The directorial debut of screenwriter Naomi Foner (Maggie and Jake Gyllenhaal's mother), "Very Good Girls" does not surprise with its ironic title when opening with its two female characters, Lilly (Dakota Fanning) and Gerry (Elizabeth Olsen), daring each other to go streaking across a public beach and into the water. It's a defining moment for both girls who are about to undergo a sexual awakening with the opposite sex. For being a naturalistic indie dramedy, the film is better when it's focusing on simple human interaction and the pains of pre-adulthood over the summer and less so when its transparent plot starts spinning into a semi-love triangle that, frankly, strikes as blasé and cursory.
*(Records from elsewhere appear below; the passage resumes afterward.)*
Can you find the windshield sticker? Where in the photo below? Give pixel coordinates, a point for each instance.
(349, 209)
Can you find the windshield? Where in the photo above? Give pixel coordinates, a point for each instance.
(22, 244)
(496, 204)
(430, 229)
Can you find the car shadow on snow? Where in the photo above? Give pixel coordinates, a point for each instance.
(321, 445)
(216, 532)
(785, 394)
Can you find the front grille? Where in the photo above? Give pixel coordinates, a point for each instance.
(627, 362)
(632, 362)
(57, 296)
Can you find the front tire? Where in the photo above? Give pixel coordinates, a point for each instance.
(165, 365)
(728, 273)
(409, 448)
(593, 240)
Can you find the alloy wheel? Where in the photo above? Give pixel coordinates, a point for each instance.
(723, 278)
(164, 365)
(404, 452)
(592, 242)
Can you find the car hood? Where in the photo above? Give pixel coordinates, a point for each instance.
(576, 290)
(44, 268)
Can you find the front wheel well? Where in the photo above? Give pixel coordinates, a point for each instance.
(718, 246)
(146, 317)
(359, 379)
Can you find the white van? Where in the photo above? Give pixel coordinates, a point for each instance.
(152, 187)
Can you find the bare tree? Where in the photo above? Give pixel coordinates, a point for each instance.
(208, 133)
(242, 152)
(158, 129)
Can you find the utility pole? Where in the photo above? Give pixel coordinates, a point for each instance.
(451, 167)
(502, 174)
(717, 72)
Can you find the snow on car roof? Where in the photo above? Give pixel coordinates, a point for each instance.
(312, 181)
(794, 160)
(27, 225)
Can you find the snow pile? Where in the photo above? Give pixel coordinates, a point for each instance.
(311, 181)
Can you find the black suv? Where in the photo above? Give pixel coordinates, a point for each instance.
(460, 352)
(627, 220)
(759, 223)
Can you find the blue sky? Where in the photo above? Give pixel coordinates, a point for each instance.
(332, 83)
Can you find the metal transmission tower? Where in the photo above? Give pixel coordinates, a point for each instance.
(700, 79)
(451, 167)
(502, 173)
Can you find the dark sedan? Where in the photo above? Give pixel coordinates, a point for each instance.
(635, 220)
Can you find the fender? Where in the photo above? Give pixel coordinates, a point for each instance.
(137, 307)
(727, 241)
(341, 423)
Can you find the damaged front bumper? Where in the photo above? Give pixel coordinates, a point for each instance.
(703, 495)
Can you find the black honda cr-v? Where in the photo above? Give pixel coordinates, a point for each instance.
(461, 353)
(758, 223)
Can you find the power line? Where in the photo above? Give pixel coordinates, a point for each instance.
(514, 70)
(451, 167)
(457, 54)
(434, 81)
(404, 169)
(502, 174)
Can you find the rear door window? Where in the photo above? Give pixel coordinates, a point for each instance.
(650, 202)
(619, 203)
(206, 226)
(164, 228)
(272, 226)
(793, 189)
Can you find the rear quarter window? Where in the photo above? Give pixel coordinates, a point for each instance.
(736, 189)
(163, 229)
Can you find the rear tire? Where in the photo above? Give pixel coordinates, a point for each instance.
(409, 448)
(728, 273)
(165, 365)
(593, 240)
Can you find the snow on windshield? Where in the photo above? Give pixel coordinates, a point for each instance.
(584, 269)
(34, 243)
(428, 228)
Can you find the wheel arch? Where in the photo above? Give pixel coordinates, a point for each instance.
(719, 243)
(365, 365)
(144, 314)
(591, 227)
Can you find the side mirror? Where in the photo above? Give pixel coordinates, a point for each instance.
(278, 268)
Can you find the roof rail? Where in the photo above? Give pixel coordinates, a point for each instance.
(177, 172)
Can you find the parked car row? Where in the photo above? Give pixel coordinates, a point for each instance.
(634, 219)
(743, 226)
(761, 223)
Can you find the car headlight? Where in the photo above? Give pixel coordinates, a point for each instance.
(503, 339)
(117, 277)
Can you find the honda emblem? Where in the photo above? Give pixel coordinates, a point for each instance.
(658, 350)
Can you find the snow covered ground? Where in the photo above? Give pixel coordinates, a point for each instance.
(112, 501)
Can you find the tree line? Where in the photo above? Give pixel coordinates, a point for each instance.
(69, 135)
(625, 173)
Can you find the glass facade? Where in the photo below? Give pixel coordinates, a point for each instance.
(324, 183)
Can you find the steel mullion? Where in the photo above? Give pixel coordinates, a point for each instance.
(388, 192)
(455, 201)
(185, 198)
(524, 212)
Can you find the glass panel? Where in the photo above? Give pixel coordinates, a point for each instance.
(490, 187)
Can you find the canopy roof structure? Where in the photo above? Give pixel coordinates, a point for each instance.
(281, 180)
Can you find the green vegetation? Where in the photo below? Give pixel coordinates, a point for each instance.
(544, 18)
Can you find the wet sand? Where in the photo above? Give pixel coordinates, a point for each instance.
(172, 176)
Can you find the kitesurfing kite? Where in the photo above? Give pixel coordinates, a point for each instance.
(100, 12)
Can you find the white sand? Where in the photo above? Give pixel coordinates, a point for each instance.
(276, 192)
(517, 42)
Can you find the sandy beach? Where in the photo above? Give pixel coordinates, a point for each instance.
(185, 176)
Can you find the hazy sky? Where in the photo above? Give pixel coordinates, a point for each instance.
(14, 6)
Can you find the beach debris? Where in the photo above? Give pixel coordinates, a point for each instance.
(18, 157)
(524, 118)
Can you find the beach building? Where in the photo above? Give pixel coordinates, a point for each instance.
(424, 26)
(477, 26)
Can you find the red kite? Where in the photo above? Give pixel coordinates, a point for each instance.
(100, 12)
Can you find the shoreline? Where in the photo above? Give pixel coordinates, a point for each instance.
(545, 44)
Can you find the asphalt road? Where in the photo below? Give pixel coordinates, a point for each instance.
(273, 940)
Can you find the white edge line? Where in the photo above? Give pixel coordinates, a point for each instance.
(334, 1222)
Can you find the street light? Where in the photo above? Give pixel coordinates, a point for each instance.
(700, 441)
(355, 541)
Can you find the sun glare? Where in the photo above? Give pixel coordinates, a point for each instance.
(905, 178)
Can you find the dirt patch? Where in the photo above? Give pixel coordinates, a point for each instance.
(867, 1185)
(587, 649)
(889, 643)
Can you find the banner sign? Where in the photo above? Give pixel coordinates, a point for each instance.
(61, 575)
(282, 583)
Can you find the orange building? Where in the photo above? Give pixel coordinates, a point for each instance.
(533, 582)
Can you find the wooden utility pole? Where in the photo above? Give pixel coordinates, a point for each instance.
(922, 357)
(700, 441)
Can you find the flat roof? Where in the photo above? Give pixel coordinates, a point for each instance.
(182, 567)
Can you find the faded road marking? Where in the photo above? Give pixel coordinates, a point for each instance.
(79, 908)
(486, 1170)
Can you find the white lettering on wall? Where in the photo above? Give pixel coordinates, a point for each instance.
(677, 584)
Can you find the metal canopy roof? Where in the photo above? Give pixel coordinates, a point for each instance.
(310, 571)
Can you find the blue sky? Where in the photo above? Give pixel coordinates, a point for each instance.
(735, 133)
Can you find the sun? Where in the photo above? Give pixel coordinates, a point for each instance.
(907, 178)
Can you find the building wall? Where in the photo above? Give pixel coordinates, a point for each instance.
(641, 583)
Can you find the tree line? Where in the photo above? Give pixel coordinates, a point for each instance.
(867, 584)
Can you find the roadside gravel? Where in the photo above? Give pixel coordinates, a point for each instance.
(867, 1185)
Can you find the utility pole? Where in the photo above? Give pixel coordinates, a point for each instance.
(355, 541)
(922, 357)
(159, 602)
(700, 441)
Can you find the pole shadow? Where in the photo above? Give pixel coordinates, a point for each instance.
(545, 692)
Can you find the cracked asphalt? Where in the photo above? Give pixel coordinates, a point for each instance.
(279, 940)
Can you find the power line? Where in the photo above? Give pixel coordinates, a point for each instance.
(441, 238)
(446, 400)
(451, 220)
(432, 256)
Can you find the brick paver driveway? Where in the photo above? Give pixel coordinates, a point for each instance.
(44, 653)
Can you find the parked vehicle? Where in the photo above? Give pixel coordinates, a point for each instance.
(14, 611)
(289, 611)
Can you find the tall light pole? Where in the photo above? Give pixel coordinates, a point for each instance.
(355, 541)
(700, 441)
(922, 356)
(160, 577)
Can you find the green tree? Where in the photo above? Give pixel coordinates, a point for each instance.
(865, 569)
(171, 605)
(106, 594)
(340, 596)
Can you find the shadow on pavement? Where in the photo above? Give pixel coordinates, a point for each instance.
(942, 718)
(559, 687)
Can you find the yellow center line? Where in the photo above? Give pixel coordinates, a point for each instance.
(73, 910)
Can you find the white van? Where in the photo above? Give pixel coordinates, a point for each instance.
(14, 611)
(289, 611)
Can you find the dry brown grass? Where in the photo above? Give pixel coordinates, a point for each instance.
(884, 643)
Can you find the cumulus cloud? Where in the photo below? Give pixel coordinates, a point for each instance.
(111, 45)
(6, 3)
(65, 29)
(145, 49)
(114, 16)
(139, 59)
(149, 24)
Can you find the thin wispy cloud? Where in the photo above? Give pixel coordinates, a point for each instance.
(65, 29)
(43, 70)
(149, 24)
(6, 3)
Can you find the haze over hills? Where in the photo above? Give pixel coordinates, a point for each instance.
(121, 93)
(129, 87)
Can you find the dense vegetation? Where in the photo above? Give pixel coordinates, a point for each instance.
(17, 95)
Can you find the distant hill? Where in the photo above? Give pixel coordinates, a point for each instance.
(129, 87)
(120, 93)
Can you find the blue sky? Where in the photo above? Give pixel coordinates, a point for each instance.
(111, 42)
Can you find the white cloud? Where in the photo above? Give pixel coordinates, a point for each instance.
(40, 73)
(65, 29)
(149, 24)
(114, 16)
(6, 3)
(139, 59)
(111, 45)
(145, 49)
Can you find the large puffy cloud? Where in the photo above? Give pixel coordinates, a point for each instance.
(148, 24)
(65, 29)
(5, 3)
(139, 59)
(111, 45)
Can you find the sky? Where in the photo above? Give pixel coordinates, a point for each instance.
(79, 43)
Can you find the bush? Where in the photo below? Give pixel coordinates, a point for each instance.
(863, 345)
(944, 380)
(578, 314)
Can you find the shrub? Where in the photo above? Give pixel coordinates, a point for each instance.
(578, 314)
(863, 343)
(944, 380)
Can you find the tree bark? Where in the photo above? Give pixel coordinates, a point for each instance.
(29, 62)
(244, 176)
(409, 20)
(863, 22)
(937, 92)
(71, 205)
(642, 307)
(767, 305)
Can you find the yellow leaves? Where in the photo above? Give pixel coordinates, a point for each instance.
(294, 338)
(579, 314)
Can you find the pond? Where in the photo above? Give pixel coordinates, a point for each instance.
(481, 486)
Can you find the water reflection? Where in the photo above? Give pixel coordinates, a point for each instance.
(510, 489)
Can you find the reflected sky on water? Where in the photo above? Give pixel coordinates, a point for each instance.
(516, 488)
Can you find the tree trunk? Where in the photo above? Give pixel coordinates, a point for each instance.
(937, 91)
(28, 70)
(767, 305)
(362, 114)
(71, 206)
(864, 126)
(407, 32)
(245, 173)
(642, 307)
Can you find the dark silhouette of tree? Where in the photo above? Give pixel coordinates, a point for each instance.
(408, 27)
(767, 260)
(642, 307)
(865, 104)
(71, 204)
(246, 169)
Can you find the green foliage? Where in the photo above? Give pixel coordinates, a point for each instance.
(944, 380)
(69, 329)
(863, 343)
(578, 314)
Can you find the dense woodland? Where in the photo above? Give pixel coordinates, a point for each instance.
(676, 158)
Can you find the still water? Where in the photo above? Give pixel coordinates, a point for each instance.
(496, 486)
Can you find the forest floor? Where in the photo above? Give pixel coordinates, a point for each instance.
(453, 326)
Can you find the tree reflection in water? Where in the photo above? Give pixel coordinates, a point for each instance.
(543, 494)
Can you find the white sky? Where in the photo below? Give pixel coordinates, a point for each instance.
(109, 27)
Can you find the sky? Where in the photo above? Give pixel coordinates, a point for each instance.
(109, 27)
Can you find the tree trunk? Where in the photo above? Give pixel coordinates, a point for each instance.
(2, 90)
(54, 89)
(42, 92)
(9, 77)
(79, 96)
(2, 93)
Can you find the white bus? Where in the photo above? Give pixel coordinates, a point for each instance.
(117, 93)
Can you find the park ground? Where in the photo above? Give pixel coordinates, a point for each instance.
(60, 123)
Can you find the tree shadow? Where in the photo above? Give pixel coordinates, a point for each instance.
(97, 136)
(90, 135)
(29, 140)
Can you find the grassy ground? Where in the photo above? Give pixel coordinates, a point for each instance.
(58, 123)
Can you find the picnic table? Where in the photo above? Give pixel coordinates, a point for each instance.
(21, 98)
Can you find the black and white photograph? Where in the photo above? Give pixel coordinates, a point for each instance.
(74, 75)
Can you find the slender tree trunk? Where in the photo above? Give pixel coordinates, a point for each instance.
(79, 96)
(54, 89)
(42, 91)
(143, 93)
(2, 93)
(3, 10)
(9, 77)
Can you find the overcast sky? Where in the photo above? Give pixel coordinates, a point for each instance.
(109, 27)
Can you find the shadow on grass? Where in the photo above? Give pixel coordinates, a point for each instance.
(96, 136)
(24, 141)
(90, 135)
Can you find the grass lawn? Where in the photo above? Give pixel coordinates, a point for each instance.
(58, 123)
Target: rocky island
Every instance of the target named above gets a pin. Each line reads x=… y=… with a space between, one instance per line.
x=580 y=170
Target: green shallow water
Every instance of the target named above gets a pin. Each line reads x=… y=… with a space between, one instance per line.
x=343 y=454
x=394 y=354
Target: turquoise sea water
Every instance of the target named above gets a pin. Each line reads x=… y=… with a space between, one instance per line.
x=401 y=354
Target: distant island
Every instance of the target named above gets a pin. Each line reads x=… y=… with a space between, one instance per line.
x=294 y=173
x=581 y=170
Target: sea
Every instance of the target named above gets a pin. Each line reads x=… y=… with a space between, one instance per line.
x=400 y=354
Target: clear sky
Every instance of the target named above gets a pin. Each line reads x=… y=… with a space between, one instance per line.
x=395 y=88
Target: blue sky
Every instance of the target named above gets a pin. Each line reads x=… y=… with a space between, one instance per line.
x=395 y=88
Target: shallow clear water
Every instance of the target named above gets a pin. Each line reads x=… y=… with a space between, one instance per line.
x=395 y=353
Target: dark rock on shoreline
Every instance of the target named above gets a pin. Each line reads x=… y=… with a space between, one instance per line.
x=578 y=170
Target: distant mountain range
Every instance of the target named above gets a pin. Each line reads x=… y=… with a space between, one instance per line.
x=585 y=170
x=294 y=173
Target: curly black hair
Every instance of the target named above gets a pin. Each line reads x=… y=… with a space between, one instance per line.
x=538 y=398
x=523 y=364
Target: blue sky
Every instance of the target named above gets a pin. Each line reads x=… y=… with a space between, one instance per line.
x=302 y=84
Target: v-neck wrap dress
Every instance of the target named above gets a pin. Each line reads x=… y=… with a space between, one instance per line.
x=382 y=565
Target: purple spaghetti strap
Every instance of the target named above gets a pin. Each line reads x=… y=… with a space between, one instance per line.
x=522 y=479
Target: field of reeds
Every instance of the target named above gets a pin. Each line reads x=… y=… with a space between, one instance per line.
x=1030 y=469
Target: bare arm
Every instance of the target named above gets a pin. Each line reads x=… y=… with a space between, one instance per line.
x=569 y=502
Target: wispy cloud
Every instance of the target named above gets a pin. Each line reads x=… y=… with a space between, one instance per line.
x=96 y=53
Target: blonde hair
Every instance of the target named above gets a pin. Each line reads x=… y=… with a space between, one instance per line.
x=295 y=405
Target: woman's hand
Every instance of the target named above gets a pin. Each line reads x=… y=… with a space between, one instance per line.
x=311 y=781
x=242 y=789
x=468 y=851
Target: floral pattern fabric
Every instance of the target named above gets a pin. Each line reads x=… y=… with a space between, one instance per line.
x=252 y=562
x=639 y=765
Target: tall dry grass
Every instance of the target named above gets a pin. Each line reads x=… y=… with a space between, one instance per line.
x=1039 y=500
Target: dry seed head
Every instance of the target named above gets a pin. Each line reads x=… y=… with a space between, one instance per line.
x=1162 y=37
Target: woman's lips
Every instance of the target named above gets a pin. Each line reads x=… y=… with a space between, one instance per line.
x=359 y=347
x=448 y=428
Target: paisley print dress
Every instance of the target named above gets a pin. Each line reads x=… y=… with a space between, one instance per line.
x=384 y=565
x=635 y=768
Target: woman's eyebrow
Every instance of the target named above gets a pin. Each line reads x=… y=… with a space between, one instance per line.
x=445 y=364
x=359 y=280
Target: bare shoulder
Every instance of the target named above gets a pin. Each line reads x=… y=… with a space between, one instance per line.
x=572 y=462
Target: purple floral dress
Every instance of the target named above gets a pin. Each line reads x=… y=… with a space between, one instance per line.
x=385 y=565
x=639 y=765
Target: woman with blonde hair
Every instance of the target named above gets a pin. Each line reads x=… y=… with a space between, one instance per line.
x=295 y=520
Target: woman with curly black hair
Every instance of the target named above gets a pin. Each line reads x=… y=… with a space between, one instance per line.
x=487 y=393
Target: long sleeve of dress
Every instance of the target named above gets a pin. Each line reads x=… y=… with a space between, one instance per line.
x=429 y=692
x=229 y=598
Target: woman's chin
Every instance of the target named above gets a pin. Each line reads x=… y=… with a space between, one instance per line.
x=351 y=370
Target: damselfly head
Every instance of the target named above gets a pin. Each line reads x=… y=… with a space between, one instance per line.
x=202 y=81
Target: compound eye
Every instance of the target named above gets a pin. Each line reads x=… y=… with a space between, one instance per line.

Overall, "Very Good Girls" is pleasant but tough to get overly excited about when it doesn't add up to very much in the end. Fanning and Olsen are very good, though.

Headstrong and Yale-bound, Lilly Berger (Fanning) has just graduated high school and has yet to lose her virginity. It's hard living under the same roof where her shrink parents, Norma (Ellen Barkin) and Edward (Clark Gregg), see their patients in-house, especially when Dad is having an affair with one of them. As summer gets underway, Lilly continues working as a N.Y.C. ferry tour guide and avoiding her creepy, overly friendly boss (Peter Sarsgaard). She and hippie best friend Gerry (Olsen) make a pact to get rid of their V-cards, and an opportunity opens up when they both run into ice cream vendor/photographer/graffiti artist David (Boyd Holbrook). Gerry first takes an interest in David, inviting him to one of her music gigs, but Lilly and David already have something, so that makes Lilly the other woman. Can these best friends stay friends or will they allow a hunky older boy to get in between them?

"Very Good Girls" doesn't sound like it would pass the Bechdel test, and for a while, it flunks. Lilly and Gerry define their summer by pursuing the same guy. This all may sound like a total contrivance (and that's because it is), but under an easy-going mood of summery warmth (along with Jennifer Lewis' omnipresent, if never obtrusive, musical score) that comes with writer-director Foner's unpushy, low-key visual style, it's a bit easier to swallow than not. In the right sense, Foner does not coddle her two female characters, often depicting them as whiny, selfish, and entitled in calling their parents by their first names, but never vilifying them or putting us off too much. When Lilly believes David to have spent an intimate night with Gerry, she goes off to possibly give her boss what he's wanted. And, there comes a point where the viewer just waits for the other shoe to drop and the truth to come out. Unless they know each other's schedules or have one another on tracking devices, characters show up at opportune (or inopportune) times a few too many times. Lilly will walk in on her father sleeping with his patient. David will appear outside Lilly's house just as she's running out from having an argument with her mother. Gerry will be standing on a street corner to see something that will put a rift in her friendship with Lilly.

Older viewers will really feel their age in watching 20-year-old Dakota Fanning, once the little, wise-beyond-her-years talent who held her own against acting heavyweights like Sean Penn in "I Am Sam" and Denzel Washington in "Man on Fire," fearlessly playing her first adult role as Cherie Curie in "The Runaways" and now a teen who's taking hold of her own sexuality. Lilly is drawn with complexity, and thank goodness for that, because it gives Fanning the chance to imbue the role with her own maturity and experience. As for Elizabeth Olsen, the character of Gerry is less fully written, but the vibrant actress gives her a loose, relaxed, fun-loving spirit. No fault of the performance by Boyd Holbrook (a 32-year-old actor, believe it or not), but we never quite understand both David and Lilly's interest in the other. With only two scenes of speaking dialogue apiece, Richard Dreyfuss and Demi Moore, as Gerry's lefty parents, are nice to see even if they aren't allowed much time to carve out memorable moments. From the first frame to the last, it's not hard to predict how everything will progress for Lilly and Gerry. Mostly though, it is the empathetic, mostly appealing performances by Elizabeth Olsen and Dakota Fanning and their touching camaraderie that give "Very Good Girls" its fair luster.